The Defendant accepted that there had been a negligent failure to counsel the Claimant of the risk of LARS, urogenital injury and of reverting to an open procedure. However, the Claimant’s case went further – that there was a failure to advise the Claimant, first, that his surgeons had performed only one TaTME previously and that the evidence suggested a higher risk of unfavourable outcomes early in the learning curve and, second, that NICE Guidance stated that there was insufficient evidence to know if TaTME was safe enough and works well enough. By way of background to the latter point, the judge was asked to consider the extent to which the practice in this case had departed from NICE Guidance. Whilst reminding himself that failing to follow NICE guidance is not prima facie evidence of negligence, but that to do so calls for some sort of explanation (as per Price v Cwm Taf University Health Board  PIQR P14), the Judge considered that there had been multiple departures from those recommendations without good explanation. He noted at  that the operating surgeon accepted in evidence that the Claimant was not informed of six out of the seven material risks identified by NICE. With the addition of the failure to inform the Claimant of the number of such surgeries performed by the surgeon, it was a short step to find that, with this information, the Claimant would have elected instead for TME.
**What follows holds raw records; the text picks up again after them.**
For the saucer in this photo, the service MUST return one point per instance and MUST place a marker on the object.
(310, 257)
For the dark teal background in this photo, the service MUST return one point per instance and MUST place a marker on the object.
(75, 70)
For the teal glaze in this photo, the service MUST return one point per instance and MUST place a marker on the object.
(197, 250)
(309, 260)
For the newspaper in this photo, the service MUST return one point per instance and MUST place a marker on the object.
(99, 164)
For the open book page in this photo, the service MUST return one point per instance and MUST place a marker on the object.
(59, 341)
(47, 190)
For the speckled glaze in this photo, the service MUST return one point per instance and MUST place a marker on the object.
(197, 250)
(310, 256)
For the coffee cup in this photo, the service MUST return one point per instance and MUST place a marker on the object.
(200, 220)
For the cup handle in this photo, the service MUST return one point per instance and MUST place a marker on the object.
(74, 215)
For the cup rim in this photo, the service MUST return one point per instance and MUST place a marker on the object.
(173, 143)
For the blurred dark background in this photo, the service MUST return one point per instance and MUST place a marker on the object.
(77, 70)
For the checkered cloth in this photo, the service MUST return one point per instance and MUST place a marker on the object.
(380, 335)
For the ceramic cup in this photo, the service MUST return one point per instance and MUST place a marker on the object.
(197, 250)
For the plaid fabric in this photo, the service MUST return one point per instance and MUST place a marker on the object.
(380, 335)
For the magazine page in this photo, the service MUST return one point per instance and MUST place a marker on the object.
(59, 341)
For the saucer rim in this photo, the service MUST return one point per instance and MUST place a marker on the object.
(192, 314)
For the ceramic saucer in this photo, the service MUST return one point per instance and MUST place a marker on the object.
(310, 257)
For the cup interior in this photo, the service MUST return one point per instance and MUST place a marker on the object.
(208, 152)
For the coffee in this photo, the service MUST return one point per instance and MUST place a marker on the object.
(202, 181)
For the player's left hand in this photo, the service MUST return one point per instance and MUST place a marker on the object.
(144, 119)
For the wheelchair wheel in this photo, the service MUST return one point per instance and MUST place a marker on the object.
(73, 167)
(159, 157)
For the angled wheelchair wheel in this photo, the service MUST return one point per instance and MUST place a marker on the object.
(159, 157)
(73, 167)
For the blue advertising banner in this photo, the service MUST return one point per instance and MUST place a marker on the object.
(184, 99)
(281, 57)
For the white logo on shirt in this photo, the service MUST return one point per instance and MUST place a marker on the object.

These cases serve to illustrate the necessity of careful consideration on both sides as to factual causation in consent cases. It is likely to be insufficient for a claimant merely to assert (after the event) that they would have elected to undergo an alternative procedure (or none at all); the evidence on both sides must address the counterfactual position of what would have been decided if a bare minimum of adequate information as to the alternatives was made available. Sometimes that will be rendered more complicated by dispute as to what the alternatives in fact were and/or what should have been said about them; however, a claim that does not address these points risks failing for want of proof.
Some other practitioner points arising from the cases include Bourne J’s observation at  of Watts in respect of the joint statement that: “In my view the experts were asked far too many questions, causing the document to be weighed down with material that did not identify their positions on the decisive issues. Some of the experts’ answers did not begin by identifying agreement or disagreement and/or were discursive rather than concisely identifying the differences between their positions.”
Also, at [173-175] of Snow, the pitfall of an expert having failed to read all the literature relied on by the other side before entering the witness box (including where necessary seeking out copies of published literature rather than expecting it to be provided by the opposing party).
Matthew Barnes appeared for the Defendant/Respondent in Watts v North Bristol NHS Trust. He did not contribute to this article.